Weaving Indigenous and Western Ways of Knowing in Land and Water Conservation: Synthesis & Recommendations Towards Effective, Mutually Respectful and Beneficial Collaborations
Jeff Sha, MLWS 2021
Under the growing threat of climate change, the constraints of western scientific frameworks are becoming more apparent in the context of land, water, and resource management. As such, calls for bridging or weaving multiple ways of knowing, such as Indigenous knowledge, have been on the rise. Past interactions between Indigenous knowledge holders and Western scientists and decision-makers have been hampered by concerns regarding philosophical differences, cultural differences, Indigenous rights, and competing objectives. Despite a healthy number of interactions, synthesis of interactions and collaborations between Indigenous knowledge holders and western-counterparts have been scarce.

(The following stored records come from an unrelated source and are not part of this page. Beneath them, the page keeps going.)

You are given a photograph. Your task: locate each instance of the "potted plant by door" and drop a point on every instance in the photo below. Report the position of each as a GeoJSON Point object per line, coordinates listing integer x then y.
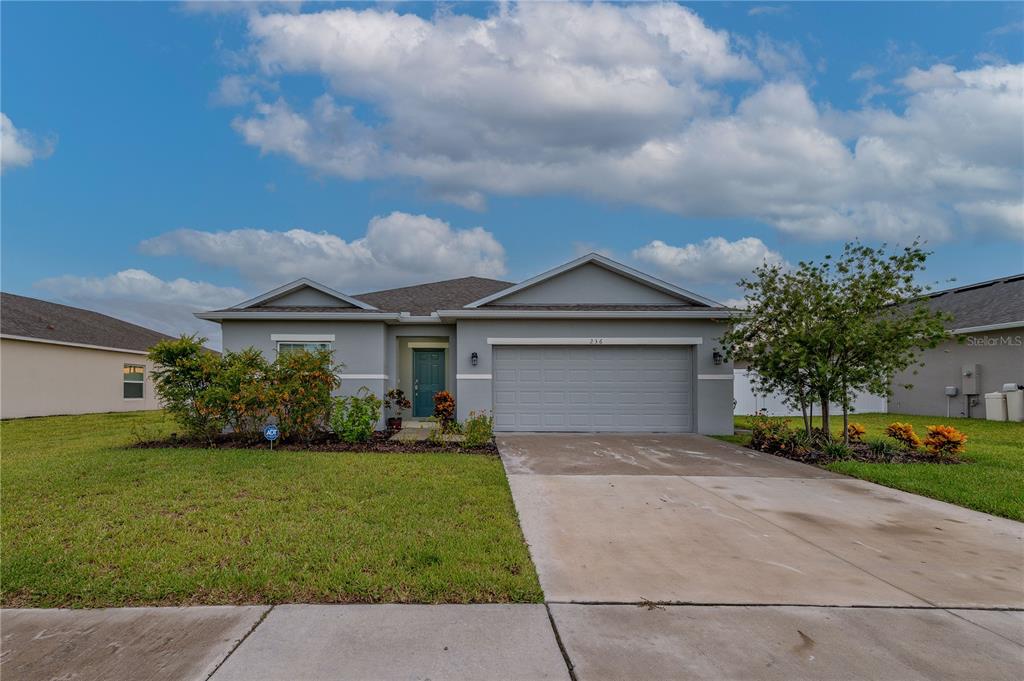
{"type": "Point", "coordinates": [395, 401]}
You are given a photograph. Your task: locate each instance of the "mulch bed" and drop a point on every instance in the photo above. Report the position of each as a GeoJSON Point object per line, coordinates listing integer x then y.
{"type": "Point", "coordinates": [864, 454]}
{"type": "Point", "coordinates": [321, 442]}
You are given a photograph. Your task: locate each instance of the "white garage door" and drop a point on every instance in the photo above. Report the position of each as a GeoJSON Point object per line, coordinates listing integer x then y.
{"type": "Point", "coordinates": [593, 388]}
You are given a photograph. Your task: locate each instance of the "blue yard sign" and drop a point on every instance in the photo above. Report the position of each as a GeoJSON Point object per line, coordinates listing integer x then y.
{"type": "Point", "coordinates": [271, 433]}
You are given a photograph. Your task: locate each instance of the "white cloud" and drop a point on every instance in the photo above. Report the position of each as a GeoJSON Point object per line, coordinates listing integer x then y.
{"type": "Point", "coordinates": [999, 216]}
{"type": "Point", "coordinates": [715, 259]}
{"type": "Point", "coordinates": [763, 10]}
{"type": "Point", "coordinates": [397, 249]}
{"type": "Point", "coordinates": [142, 298]}
{"type": "Point", "coordinates": [626, 103]}
{"type": "Point", "coordinates": [19, 147]}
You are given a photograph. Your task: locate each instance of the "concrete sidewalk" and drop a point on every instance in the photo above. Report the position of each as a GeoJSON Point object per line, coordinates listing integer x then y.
{"type": "Point", "coordinates": [282, 643]}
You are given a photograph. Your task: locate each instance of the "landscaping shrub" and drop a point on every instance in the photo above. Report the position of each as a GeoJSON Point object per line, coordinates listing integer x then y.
{"type": "Point", "coordinates": [903, 433]}
{"type": "Point", "coordinates": [478, 429]}
{"type": "Point", "coordinates": [444, 410]}
{"type": "Point", "coordinates": [882, 449]}
{"type": "Point", "coordinates": [775, 436]}
{"type": "Point", "coordinates": [836, 451]}
{"type": "Point", "coordinates": [855, 431]}
{"type": "Point", "coordinates": [183, 377]}
{"type": "Point", "coordinates": [242, 392]}
{"type": "Point", "coordinates": [945, 441]}
{"type": "Point", "coordinates": [301, 384]}
{"type": "Point", "coordinates": [353, 418]}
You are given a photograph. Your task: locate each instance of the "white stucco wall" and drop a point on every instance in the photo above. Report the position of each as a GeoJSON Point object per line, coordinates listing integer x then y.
{"type": "Point", "coordinates": [45, 379]}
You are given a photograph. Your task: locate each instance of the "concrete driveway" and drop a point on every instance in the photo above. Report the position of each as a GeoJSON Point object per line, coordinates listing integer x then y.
{"type": "Point", "coordinates": [681, 556]}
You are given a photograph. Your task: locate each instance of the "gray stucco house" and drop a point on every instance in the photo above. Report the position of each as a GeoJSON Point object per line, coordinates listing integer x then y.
{"type": "Point", "coordinates": [592, 345]}
{"type": "Point", "coordinates": [986, 351]}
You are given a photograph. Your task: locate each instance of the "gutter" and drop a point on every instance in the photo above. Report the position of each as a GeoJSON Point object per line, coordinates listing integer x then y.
{"type": "Point", "coordinates": [988, 327]}
{"type": "Point", "coordinates": [482, 313]}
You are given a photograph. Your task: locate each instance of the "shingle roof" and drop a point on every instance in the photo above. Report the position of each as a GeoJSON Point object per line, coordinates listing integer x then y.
{"type": "Point", "coordinates": [32, 317]}
{"type": "Point", "coordinates": [600, 307]}
{"type": "Point", "coordinates": [996, 301]}
{"type": "Point", "coordinates": [427, 298]}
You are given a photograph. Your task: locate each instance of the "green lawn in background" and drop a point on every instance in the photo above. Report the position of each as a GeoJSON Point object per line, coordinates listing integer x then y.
{"type": "Point", "coordinates": [87, 523]}
{"type": "Point", "coordinates": [991, 480]}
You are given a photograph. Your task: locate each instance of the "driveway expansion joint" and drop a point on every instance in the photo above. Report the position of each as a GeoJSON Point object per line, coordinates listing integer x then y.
{"type": "Point", "coordinates": [241, 641]}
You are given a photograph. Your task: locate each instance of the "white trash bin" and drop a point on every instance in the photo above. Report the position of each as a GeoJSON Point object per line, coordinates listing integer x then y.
{"type": "Point", "coordinates": [1015, 402]}
{"type": "Point", "coordinates": [995, 407]}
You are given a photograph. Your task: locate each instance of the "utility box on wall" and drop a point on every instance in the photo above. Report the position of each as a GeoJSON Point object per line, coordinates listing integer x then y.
{"type": "Point", "coordinates": [971, 380]}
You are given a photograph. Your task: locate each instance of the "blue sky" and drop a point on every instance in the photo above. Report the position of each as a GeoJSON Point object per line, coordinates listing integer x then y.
{"type": "Point", "coordinates": [164, 158]}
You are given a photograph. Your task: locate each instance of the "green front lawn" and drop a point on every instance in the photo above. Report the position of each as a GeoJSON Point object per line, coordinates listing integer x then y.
{"type": "Point", "coordinates": [86, 523]}
{"type": "Point", "coordinates": [991, 480]}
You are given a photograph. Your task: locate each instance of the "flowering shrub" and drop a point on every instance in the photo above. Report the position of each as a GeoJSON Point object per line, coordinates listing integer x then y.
{"type": "Point", "coordinates": [903, 433]}
{"type": "Point", "coordinates": [855, 432]}
{"type": "Point", "coordinates": [774, 435]}
{"type": "Point", "coordinates": [353, 418]}
{"type": "Point", "coordinates": [241, 391]}
{"type": "Point", "coordinates": [301, 383]}
{"type": "Point", "coordinates": [444, 410]}
{"type": "Point", "coordinates": [478, 429]}
{"type": "Point", "coordinates": [945, 441]}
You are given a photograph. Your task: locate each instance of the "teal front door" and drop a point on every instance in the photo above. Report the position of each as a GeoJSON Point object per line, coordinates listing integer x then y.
{"type": "Point", "coordinates": [428, 378]}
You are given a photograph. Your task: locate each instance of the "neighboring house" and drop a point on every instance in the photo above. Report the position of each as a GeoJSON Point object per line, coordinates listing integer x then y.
{"type": "Point", "coordinates": [988, 322]}
{"type": "Point", "coordinates": [592, 345]}
{"type": "Point", "coordinates": [60, 359]}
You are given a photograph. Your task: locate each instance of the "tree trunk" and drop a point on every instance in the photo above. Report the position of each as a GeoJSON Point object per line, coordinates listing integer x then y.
{"type": "Point", "coordinates": [846, 416]}
{"type": "Point", "coordinates": [825, 428]}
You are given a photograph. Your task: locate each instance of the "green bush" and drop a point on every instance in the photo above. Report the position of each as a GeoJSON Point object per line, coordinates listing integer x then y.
{"type": "Point", "coordinates": [242, 391]}
{"type": "Point", "coordinates": [478, 429]}
{"type": "Point", "coordinates": [301, 383]}
{"type": "Point", "coordinates": [775, 436]}
{"type": "Point", "coordinates": [205, 391]}
{"type": "Point", "coordinates": [836, 451]}
{"type": "Point", "coordinates": [354, 417]}
{"type": "Point", "coordinates": [184, 376]}
{"type": "Point", "coordinates": [444, 410]}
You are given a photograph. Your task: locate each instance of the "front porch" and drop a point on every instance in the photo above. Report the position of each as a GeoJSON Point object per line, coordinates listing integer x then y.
{"type": "Point", "coordinates": [425, 366]}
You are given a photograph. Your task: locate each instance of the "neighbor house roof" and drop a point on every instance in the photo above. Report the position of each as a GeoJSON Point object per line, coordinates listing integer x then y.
{"type": "Point", "coordinates": [427, 298]}
{"type": "Point", "coordinates": [998, 303]}
{"type": "Point", "coordinates": [31, 318]}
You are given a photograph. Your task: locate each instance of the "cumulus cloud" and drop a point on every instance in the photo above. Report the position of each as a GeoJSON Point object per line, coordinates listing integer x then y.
{"type": "Point", "coordinates": [627, 103]}
{"type": "Point", "coordinates": [715, 259]}
{"type": "Point", "coordinates": [19, 147]}
{"type": "Point", "coordinates": [142, 298]}
{"type": "Point", "coordinates": [397, 249]}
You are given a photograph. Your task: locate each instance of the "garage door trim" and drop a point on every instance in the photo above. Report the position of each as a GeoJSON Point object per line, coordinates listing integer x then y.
{"type": "Point", "coordinates": [569, 419]}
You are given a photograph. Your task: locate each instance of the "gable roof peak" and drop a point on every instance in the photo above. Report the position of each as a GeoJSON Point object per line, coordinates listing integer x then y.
{"type": "Point", "coordinates": [607, 263]}
{"type": "Point", "coordinates": [300, 284]}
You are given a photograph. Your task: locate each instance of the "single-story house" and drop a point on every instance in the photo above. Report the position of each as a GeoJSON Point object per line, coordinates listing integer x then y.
{"type": "Point", "coordinates": [60, 359]}
{"type": "Point", "coordinates": [592, 345]}
{"type": "Point", "coordinates": [986, 353]}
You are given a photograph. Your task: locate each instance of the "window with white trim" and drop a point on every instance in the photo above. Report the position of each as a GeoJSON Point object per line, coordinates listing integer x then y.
{"type": "Point", "coordinates": [293, 346]}
{"type": "Point", "coordinates": [133, 381]}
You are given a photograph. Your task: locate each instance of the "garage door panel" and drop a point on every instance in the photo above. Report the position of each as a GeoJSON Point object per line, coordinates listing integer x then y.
{"type": "Point", "coordinates": [593, 388]}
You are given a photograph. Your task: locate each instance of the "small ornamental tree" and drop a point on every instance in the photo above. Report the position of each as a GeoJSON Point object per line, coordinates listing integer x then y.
{"type": "Point", "coordinates": [822, 332]}
{"type": "Point", "coordinates": [183, 376]}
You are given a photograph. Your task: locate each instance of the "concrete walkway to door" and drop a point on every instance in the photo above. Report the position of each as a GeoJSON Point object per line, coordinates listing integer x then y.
{"type": "Point", "coordinates": [747, 565]}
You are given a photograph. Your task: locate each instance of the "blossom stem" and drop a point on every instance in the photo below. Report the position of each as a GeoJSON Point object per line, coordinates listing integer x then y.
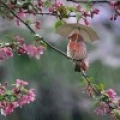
{"type": "Point", "coordinates": [92, 1]}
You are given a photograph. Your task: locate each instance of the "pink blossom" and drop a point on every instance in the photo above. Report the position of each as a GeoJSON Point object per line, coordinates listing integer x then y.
{"type": "Point", "coordinates": [20, 40]}
{"type": "Point", "coordinates": [8, 52]}
{"type": "Point", "coordinates": [23, 100]}
{"type": "Point", "coordinates": [3, 104]}
{"type": "Point", "coordinates": [8, 109]}
{"type": "Point", "coordinates": [5, 53]}
{"type": "Point", "coordinates": [102, 109]}
{"type": "Point", "coordinates": [31, 50]}
{"type": "Point", "coordinates": [21, 13]}
{"type": "Point", "coordinates": [58, 3]}
{"type": "Point", "coordinates": [38, 24]}
{"type": "Point", "coordinates": [1, 90]}
{"type": "Point", "coordinates": [31, 95]}
{"type": "Point", "coordinates": [20, 82]}
{"type": "Point", "coordinates": [52, 8]}
{"type": "Point", "coordinates": [111, 93]}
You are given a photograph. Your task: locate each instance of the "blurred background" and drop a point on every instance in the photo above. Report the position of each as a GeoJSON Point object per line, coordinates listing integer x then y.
{"type": "Point", "coordinates": [59, 95]}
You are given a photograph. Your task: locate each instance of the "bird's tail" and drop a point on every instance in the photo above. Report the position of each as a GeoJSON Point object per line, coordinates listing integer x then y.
{"type": "Point", "coordinates": [77, 67]}
{"type": "Point", "coordinates": [81, 65]}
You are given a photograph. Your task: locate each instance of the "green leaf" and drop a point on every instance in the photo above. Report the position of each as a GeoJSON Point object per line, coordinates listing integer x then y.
{"type": "Point", "coordinates": [58, 23]}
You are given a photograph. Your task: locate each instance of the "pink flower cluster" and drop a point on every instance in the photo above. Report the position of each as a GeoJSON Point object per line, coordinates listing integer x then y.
{"type": "Point", "coordinates": [86, 14]}
{"type": "Point", "coordinates": [17, 97]}
{"type": "Point", "coordinates": [116, 7]}
{"type": "Point", "coordinates": [107, 103]}
{"type": "Point", "coordinates": [54, 6]}
{"type": "Point", "coordinates": [31, 50]}
{"type": "Point", "coordinates": [103, 109]}
{"type": "Point", "coordinates": [5, 53]}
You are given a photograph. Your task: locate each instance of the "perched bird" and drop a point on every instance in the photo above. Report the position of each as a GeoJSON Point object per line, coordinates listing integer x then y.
{"type": "Point", "coordinates": [76, 50]}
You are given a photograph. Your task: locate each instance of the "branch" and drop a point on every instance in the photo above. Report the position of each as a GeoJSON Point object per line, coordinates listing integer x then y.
{"type": "Point", "coordinates": [32, 31]}
{"type": "Point", "coordinates": [50, 45]}
{"type": "Point", "coordinates": [90, 1]}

Through a literature review, a synthesis of these interactions, lessons learned, and a set of recommendations are provided in hopes to contribute to having effective, mutually respectful, and beneficial collaborations in the future. The literature review revealed that Indigenous worldviews and those of western science have differing philosophical roots that translate into how they approach conservation and management. In addressing these difficulties, I present a set of recommendations to empower Indigenous rights, involvement and voices, the Mi’kmaw Two-Eyed Seeing approach as well as three case studies as examples of effective, meaningful, mutually respectful and beneficial collaborations. The text concludes with an invitation for readers to reflect on their position in this conversation and explore the supplemented reading lists at their interest.